Numba searches for a CUDA toolkit installation in the following order:

1. Conda installed CUDA Toolkit packages
2. Environment variable ``CUDA_HOME``, which points to the directory of the
   installed CUDA toolkit (i.e. ``/home/user/cuda-12``)
3. System-wide installation at exactly ``/usr/local/cuda`` on Linux platforms.
   Versioned installation paths (i.e. ``/usr/local/cuda-12.0``) are intentionally
   ignored.  Users can use ``CUDA_HOME`` to select specific versions.

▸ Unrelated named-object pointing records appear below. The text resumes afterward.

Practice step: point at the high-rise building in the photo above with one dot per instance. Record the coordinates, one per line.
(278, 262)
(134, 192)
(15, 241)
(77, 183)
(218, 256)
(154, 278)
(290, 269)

In addition to the CUDA toolkit libraries, which can be installed by conda into
an environment or installed system-wide by the `CUDA SDK installer
<https://developer.nvidia.com/cuda-downloads>`_, the CUDA target in Numba
also requires an up-to-date NVIDIA graphics driver.  Updated graphics drivers
are also installed by the CUDA SDK installer, so there is no need to do both.
If the ``libcuda`` library is in a non-standard location, users can set
environment variable ``NUMBA_CUDA_DRIVER`` to the file path (not the directory
path) of the shared library file.


Missing CUDA Features
=====================

Numba does not implement all features of CUDA, yet.  Some missing features
are listed below:

* dynamic parallelism
* texture memory